The Tulsa race massacre of 1921 has often been left out of the pages of history. On Tuesday NSU welcomed a professor using art to teach a unique lesson.

NORFOLK, Va. — Throughout February, Norfolk State University is hosting a series of free virtual events to celebrate Black History Month. On Tuesday, the university welcomed back a former professor who is using art to teach a history lesson that has been left out of too many textbooks.

Dr. Leslee Stradford uses her art to teach.

"It's a way of creating images that would tell historical fact in a way that was easy to understand through images, as opposed to asking someone to read a document," she said. 

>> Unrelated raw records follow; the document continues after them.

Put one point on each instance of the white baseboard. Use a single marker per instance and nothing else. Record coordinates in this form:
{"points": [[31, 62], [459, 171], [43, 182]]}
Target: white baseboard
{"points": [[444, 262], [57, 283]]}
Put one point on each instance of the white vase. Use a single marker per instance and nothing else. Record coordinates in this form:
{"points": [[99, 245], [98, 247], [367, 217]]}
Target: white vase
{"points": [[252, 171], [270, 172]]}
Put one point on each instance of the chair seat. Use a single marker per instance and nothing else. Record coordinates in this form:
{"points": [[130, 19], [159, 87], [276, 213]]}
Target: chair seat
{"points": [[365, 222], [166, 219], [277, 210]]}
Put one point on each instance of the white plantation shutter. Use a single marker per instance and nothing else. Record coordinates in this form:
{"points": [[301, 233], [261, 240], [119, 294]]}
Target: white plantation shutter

This particular topic, however, didn't make it onto most documents anyway.

"The people writing texts are not including African-Americans in them," Stradford explained, saying she's had people from Tulsa, Oklahoma tell her they'd never heard this story. 

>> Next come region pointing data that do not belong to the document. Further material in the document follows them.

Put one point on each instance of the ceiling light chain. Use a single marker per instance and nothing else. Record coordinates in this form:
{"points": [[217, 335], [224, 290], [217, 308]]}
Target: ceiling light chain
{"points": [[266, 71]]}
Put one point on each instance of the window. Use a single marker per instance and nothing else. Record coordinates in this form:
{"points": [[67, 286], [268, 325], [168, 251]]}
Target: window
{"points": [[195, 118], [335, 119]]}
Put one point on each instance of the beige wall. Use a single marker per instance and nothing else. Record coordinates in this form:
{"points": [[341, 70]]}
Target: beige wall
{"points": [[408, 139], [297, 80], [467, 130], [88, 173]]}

Especially shocking considering the event today's virtual seminar: The Tulsa race massacre of 1921. A thriving, 11,000-person Black community was attacked and burned to the ground by the neighboring white community over the course of two days.

Stradford said at least part of the motivation was jealousy. 

"They prospered, they had a bus route, a taxi cab service, funeral homes, barbershops, grocery stores. They had everything the white community had, and they used that power to support each other."

In the midst of this flourishing community, a teenage black shoe shiner startled a 17-year-old white elevator operator. She claimed he tried to attack her and the shoe shiner was arrested. Rumors swirled of a possible lynching, with the Ku Klux Klan soliciting the sheriff for permission to do just that. Seventy-five members of the Black community went to the courthouse to protect the boy from lynching. A member of the group was confronted by a white man...

"He said, 'Where do you think you're going, expletive?' He replied, 'I'm going to protect this man.' He said, 'Protect him from what?' and he pulls out his gun and he shoots him, then all hell broke loose," Stradford describes the first shots being fired. 

When the dust had settled, the Black community had been burned to the ground by armed members of the white community, eventually supported by a late-arriving military. The town was gone, and the surviving members of the community scattered.

Dr. Stradford uses her images to convey what happened in this once-thriving community, and while her audience is educated, she finds healing. Stradford's great grandfather lived in Tulsa in 1921. He was the owner of a hotel that was used as a safe haven for traveling African-Americans. He escaped to Chicago after the massacre, and his hotel was burned down along with the rest of the buildings in town. 

"Where my great grandfather's hotel was, is now a highway. They built a highway right through his hotel," Stradford said, sounding at once dismayed and incredulous at describing what now stands where her family's beacon of comfort once stood. 

While his hotel may never be rebuilt, Dr. Stradford works to rebuild his and thousands of others' stories, one piece of art at a time.